At least once a week and sometimes as frequently as once a day, I get calls from clients and potential clients about lottery winnings. Often, by the time they seek legal advice, their money is gone. The Federal Trade Commission has been actively working to stop the lottery fraud and scams, but new ones emerge much more quickly than old ones are shut down. However, the ftc.gov website is a good resource for checking out the latest information on known scams and for reporting new ones. I have included an article from their website below.
You (haven’t really) won!
by Lois Greisman
Associate Director, Division of Marketing Practices, FTC
For years, we’ve been hearing about lottery scams: the imposter who convinces you that you’ve won the lottery (you didn’t) – and all you have to do is pay some fees to collect your millions (you won’t). And for years, we’ve been hearing about lottery scams that originate in Jamaica, where telemarketing lottery scams became a cottage industry in some parts of the island.
Here at the FTC, we’ve helped criminal law enforcers investigate these types of cases. I’m happy to report that our sister agency, the Department of Justice, recently extradited a Jamaican man on charges that he was part of an international lottery scheme targeting older adults in the U.S. He’s the first person to be extradited in this kind of case.
Here’s the story:
According to the indictment, a 28-year-old Jamaican man, Damion Bryan Barrett, called people in the U.S., spoofing phone numbers to make it look like the calls came from the U.S., and often claiming they were calling from the IRS or Federal Reserve, or a well-known sweepstakes company. Barrett, the indictment says, told people they had won cash and prizes – which they could collect if they sent up to thousands of dollars in “fees.” Then, Barrett and his colleagues allegedly told people to send money to middle-men in southern Florida, who sent the money on to Jamaica. But, says the indictment, not a single person actually got any money from their – ahem – winnings.

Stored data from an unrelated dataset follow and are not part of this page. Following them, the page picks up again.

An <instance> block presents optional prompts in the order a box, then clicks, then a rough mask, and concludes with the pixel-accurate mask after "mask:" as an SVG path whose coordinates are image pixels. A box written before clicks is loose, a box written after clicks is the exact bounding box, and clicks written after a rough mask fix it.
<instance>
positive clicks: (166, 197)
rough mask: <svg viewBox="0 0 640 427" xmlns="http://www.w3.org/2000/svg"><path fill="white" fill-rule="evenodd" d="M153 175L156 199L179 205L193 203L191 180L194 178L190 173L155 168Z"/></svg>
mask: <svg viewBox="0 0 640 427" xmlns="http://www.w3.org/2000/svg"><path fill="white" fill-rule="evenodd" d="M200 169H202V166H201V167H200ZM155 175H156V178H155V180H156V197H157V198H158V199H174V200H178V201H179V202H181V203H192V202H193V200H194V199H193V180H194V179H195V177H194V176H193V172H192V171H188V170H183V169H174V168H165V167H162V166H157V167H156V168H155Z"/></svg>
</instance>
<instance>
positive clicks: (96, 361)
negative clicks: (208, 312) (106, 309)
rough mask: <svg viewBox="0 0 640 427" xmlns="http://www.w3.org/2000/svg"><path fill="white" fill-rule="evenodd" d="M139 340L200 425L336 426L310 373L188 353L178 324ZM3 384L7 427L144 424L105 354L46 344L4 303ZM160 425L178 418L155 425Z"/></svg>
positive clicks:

If he’s convicted, Barrett faces prison time, a fine, and mandatory restitution to the victims of his scam. But whatever happens in court, this extradition shows how serious the Department of Justice and its law enforcement partners are about cracking down on people who try to defraud American consumers. That’s good news for all of us.
Meanwhile, if you get a call or email that you’ve won something, follow this advice: never send money. And report the call or email so we can help in the fight against these scammers.
* The information contained in this Blog is intended for general information and educational purposes only and does not constitute legal advice or an opinion of counsel.